ジェームズ・アワー氏は、米空母が横須賀に常時展開するようになった1970年代に大きな働きをしています。

図4 空母出港
図4 空母出港.jpg
引用URL:https://twitter.com/CNFJ/status/1790930759915868651/photo/1

2024年5月16日に、米空母「ジョージ・ワシントン」が9年間母港としていた横須賀を離れました。

実を言うと、米海軍が空母の前方展開で横須賀に常駐させるようになったのは1973年です。

図5 ミッドウェイ
図5 ミッドウェイ.jpg
引用wiki
1970年ごろには、米海軍は横須賀基地縮小を検討していたものの一転して米空母配備を決定します。

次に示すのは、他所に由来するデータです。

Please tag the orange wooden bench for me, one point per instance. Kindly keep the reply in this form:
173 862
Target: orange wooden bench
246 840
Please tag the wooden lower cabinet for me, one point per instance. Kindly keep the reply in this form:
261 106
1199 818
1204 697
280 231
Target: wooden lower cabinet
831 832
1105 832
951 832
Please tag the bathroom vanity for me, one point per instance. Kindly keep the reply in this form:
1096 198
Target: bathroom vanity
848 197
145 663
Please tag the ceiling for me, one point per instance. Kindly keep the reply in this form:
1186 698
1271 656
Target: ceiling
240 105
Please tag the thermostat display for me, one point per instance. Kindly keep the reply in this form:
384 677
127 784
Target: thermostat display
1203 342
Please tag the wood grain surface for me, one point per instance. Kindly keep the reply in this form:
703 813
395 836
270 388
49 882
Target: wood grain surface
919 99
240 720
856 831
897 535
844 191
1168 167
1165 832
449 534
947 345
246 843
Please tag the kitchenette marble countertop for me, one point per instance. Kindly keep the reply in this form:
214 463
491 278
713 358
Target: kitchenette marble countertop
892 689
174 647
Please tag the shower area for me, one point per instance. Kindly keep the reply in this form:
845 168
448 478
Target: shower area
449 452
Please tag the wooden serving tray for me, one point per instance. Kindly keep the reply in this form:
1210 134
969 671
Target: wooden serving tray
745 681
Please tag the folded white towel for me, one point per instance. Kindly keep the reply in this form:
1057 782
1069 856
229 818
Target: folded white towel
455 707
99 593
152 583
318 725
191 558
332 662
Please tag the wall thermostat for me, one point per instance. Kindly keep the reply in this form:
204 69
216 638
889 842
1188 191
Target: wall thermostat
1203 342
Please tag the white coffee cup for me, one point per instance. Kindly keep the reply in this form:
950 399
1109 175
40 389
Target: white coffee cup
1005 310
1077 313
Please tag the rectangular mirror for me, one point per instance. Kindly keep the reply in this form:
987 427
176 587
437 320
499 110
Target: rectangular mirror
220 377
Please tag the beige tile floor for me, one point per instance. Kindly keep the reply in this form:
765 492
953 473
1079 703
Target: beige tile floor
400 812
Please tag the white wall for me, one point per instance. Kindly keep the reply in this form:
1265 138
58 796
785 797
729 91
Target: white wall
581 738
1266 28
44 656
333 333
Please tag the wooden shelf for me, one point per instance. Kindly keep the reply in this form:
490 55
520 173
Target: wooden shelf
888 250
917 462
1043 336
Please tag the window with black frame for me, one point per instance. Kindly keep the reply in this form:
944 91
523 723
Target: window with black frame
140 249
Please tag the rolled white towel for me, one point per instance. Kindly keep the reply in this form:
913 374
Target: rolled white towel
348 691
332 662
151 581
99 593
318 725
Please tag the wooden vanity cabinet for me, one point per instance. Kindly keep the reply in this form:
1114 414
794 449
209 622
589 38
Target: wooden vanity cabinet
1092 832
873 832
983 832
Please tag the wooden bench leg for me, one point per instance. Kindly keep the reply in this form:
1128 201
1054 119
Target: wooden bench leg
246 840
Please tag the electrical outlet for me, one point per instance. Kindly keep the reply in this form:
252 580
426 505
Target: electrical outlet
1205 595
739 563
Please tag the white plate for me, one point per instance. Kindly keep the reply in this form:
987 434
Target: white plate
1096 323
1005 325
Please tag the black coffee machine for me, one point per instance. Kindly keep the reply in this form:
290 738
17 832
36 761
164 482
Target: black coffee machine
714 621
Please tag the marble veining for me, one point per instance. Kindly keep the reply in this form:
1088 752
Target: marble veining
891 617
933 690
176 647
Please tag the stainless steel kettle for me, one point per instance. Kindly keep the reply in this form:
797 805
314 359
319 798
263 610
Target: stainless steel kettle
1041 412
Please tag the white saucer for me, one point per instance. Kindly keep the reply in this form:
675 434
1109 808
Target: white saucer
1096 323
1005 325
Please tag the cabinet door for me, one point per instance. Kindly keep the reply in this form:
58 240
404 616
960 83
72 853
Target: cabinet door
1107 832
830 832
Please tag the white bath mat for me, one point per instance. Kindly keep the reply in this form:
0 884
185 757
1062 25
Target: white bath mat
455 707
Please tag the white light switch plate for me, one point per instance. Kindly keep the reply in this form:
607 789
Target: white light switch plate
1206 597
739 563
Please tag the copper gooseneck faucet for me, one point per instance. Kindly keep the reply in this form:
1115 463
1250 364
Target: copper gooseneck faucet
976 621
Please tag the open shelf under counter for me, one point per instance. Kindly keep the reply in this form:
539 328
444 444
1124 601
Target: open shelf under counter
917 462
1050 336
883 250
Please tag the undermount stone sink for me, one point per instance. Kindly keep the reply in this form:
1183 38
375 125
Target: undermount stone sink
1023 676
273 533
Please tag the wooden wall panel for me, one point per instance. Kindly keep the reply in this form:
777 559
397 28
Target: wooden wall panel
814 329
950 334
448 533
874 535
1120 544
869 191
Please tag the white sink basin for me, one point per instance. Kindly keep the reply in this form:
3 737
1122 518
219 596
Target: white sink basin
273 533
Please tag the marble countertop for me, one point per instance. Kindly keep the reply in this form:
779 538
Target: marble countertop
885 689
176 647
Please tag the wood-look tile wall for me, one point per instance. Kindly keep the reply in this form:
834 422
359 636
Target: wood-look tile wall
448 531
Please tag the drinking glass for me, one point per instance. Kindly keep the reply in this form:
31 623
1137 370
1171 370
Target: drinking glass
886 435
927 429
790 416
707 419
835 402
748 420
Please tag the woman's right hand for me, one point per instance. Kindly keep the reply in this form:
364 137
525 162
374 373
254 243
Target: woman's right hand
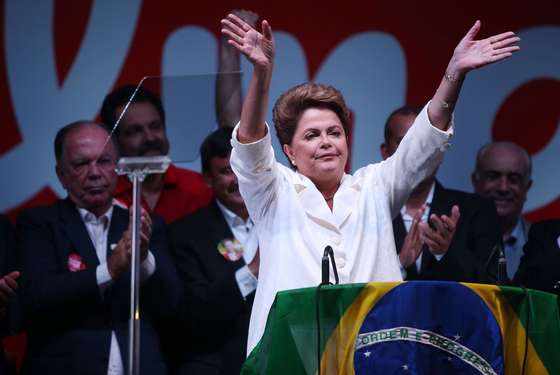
257 47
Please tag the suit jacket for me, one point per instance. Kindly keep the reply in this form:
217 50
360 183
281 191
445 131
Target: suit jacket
540 264
471 256
9 322
214 318
69 322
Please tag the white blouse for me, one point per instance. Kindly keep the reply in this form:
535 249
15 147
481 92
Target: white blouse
294 223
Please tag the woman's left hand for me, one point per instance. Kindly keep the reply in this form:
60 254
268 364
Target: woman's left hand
472 54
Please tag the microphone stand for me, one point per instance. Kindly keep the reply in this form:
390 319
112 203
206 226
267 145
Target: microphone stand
137 168
502 267
325 280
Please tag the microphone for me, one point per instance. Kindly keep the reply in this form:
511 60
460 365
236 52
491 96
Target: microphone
329 252
325 266
491 271
502 267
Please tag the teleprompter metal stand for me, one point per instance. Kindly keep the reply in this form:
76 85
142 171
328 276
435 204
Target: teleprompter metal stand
137 168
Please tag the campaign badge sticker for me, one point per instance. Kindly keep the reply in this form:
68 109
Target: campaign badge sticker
231 249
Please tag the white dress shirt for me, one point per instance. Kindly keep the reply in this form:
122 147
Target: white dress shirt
98 230
295 224
244 231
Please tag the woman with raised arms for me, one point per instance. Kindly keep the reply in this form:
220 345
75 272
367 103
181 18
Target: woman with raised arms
300 211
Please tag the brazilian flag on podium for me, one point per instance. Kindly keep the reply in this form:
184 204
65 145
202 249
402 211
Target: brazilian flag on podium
432 328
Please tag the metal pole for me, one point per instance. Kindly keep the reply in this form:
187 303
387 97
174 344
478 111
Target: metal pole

事実上の母港化に向けて空母「ミッドウェイ」受け入れのため、米海軍の担当責任者としてジェームズ・アワー少佐が奮闘します。

1.3 国防総省日本部長として

その後国防総省に異動したジェームズ・アワー氏は、アーミテージ氏の元で対日政策を担当するようになります。

図6 アーミテージ氏
図6 アーミテージ.jpeg
引用wiki

リムパック参加など海上自衛隊と米海軍の連携を、より緊密かつ共同作戦が可能になるまで高めた大恩人と言えます。

この辺の歴史は、阿川尚之著「海の友情」により分かりやすく書かれています。

アーレイ・バーク提督が海上自衛隊の父というのならば、ジェームズ・アワー氏は海上自衛隊の兄と言える人物でした。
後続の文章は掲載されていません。